Now it's time to answer our question: in this data set, which country has the highest proportion of endangered mammal species?


HINT: when you sort the dataframe, you will need use the argument `ascending=False`

Does this answer make sense? Do you have any hypotheses why? (Just a few sentences.)

# Part 2. Protected areas
Now let's compare the proportion of endangered mammal species with protected land areas in those countries. First, we'll import a DataFrame with this information. The values in this DataFrame are the percent of total land area that is protected in the country.

In [None]:
url = 'https://raw.githubusercontent.com/envirodatascience/ENVS-617-Class-Data/main/OECD_protected_areas.csv'

## 2.1. Look at the data
Again, look at the first few rows of the data and the structure of the data. What data types do the columns have?

## 2.2. Merge with the species data

Merge this DataFrame with `mammals_df_wide` so that for every country in `mammals_df_wide`, we have the protected land area %. This way, we can compare the proportion of endangered mammal species with percent protected areas. You will need to decide whether to use a left join, inner join, or outer join.

Hint: To match rows of two dataframes, the values in the key column need to be identical. How can we transform one or both key colums so that we have identical matches?

## 2.3. Checking the merged DataFrame

After merging the two DataFrames, do some checks to make sure you were able to match all the rows.
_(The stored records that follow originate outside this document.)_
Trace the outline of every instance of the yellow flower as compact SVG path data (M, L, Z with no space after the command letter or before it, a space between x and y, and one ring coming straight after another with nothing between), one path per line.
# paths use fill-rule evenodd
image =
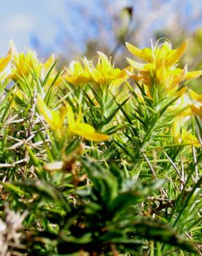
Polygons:
M197 94L192 90L190 90L191 98L194 100L194 103L190 105L192 113L199 116L202 119L202 94Z
M108 135L95 132L91 125L81 122L80 118L75 120L72 109L69 105L67 106L67 116L71 133L82 136L88 140L102 141L109 138Z
M130 77L151 88L153 82L160 86L162 90L171 93L177 89L177 85L183 80L189 80L202 75L202 71L187 72L187 67L183 69L176 68L177 62L183 55L187 45L186 40L179 48L172 49L172 44L165 41L159 46L158 42L152 48L139 49L126 43L131 53L146 63L140 63L127 58L129 64L136 71L137 74L129 73Z
M66 108L62 108L60 111L51 111L40 95L37 98L37 107L39 113L44 116L55 135L58 138L62 138L64 133L63 124L66 116Z
M9 51L6 57L0 58L0 79L6 79L10 73L10 60L13 53L13 42L10 41Z
M69 105L66 105L59 112L50 111L44 100L39 95L37 107L39 113L44 116L45 120L59 138L62 138L66 131L64 126L66 113L68 122L68 131L67 132L79 135L89 140L102 141L109 138L108 135L95 132L91 125L81 122L80 118L75 120L72 109Z
M12 74L11 78L14 81L17 81L19 78L28 77L30 75L30 71L35 69L39 76L43 80L54 64L55 56L51 55L44 63L42 63L37 58L37 55L35 51L28 50L25 53L19 53L14 46L14 55L12 60ZM52 75L49 78L51 81L54 77Z
M199 147L200 143L199 140L192 134L190 132L187 132L186 129L182 129L182 141L183 143L188 143L194 145L195 147Z
M182 129L181 132L181 125L178 118L176 118L172 126L172 135L174 143L176 144L187 143L199 147L199 140L190 132L187 132L185 128Z
M127 78L126 71L114 68L111 58L108 59L102 53L98 53L99 57L95 66L86 57L83 60L83 66L73 61L71 62L64 79L72 84L80 85L86 83L103 86L109 84L121 84Z

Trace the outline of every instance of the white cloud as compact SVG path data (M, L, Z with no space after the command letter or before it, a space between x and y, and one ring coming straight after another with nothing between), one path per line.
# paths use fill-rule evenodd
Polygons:
M15 13L6 19L4 29L6 32L28 32L34 25L33 18L26 13Z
Get `.info()` on the merged data and then check the first rows.



## 2.4 Missing Values


Lets check if any rows have missing data. Display the any rows with missing data.

Filter the merged dataframe to look at Brazil, Russia, and Turkey and display the data for those three countries:

What do you notice for the values for those countries? Do you have any thoughts on why this might be?

## 2.5 Displaying the Results
To wrap things up, let's display the data we just cleaned in a sorted table.

First, sort your table by the proportion of endangered mammals in each country so that the country with the highest proportion is first (descending order).



## 2.6 Describe the data

Output the count, mean, standard deviation, min, and percentiles and max for the `proportion_endangered` and `percent_protected`. What is the max value for each?

Make a histogram for each of these columns. Describe what you observe in the two graphs.

Now, sort your table by the proportion of land area protected in each country so that the country with the highest proportion is first (descending order).

Scrolling through each of these two tables, what's something you notice? (Write a few sentences - there is not necessarily a 'right' answer here!)